The area shown in the photograph is an area that receives very little sunlight. Plantings are shaded from the morning sun by the trees on the left. Much of the available light during the remainder of the day is intercepted by a very large evergreen tree to the right of the illustrated area.
Here the scene is brightened up with a row of Hydrangea quercifolia (Oakleaf Hydrangea) on the left. An informal path of recycled bricks to match the ones used in the adjacent area, is lined with Liriope muscari (Lily turf). Some of the existing Agapanthus plants are left. Although Agapanthus will grow reasonably well in the shade, they will not produce many flowers. The brightly coloured flowers in the background belong to Astilbe (False Spiraea). Hostas line the foreground. Other plants suitable for shade gardens are Aucuba japonica (Japanese Laurel), Dicentra (Bleeding Heart), and ground covers such as Ajuga reptans (Bugleweed) and Pulmonaria (Lungwort).
If the shade in your garden is caused by a large tree, then fertilisation and regular watering may be required depending on the plants selected. Some plants (e.g. Liriope muscari) tolerate dry shade, but others, such as ligularias with their beautiful bold leaves, thrive in moist shade only.

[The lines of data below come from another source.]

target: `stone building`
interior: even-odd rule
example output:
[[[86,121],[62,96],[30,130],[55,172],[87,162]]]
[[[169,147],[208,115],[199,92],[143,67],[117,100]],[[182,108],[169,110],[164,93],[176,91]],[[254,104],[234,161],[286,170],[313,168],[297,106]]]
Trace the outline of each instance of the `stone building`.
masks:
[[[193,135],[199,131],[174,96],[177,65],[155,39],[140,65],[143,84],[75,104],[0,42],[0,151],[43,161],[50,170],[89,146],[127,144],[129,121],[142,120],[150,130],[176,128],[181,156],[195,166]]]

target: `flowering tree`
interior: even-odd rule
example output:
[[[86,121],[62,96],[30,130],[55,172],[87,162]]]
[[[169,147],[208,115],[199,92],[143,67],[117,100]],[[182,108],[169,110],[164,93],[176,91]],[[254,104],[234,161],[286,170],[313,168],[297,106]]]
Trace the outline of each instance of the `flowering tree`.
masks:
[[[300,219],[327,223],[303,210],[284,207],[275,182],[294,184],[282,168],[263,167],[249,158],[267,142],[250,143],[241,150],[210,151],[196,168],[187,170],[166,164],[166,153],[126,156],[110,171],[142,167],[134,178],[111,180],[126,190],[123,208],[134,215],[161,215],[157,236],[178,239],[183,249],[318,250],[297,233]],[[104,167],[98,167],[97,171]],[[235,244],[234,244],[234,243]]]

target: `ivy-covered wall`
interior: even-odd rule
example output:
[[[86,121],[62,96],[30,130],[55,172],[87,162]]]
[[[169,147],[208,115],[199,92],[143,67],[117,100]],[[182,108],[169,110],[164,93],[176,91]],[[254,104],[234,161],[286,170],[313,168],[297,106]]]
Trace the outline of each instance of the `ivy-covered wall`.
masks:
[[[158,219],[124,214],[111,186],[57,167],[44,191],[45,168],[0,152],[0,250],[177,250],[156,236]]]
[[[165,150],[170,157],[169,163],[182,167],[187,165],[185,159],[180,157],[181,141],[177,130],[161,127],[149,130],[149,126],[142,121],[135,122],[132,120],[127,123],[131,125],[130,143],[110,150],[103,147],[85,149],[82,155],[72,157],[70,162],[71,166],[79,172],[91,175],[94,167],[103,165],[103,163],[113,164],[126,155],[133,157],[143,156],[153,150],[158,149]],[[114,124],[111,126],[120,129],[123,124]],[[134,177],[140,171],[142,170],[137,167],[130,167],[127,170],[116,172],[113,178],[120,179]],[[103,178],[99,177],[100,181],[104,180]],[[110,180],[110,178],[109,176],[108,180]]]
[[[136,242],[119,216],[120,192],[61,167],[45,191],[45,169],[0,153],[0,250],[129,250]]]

The trees on the left in the photo are privets. It would be best to replace them with other trees, since privets are linked to instances of hay fever, asthma and allergies. There are two types of privets, both of which have ‘escaped’ after their introduction to New Zealand as ornamental trees. They are fast growing trees with small cream flowers and dark purple to black berries. They spread quickly thanks to the birds and they could easily out-compete natives.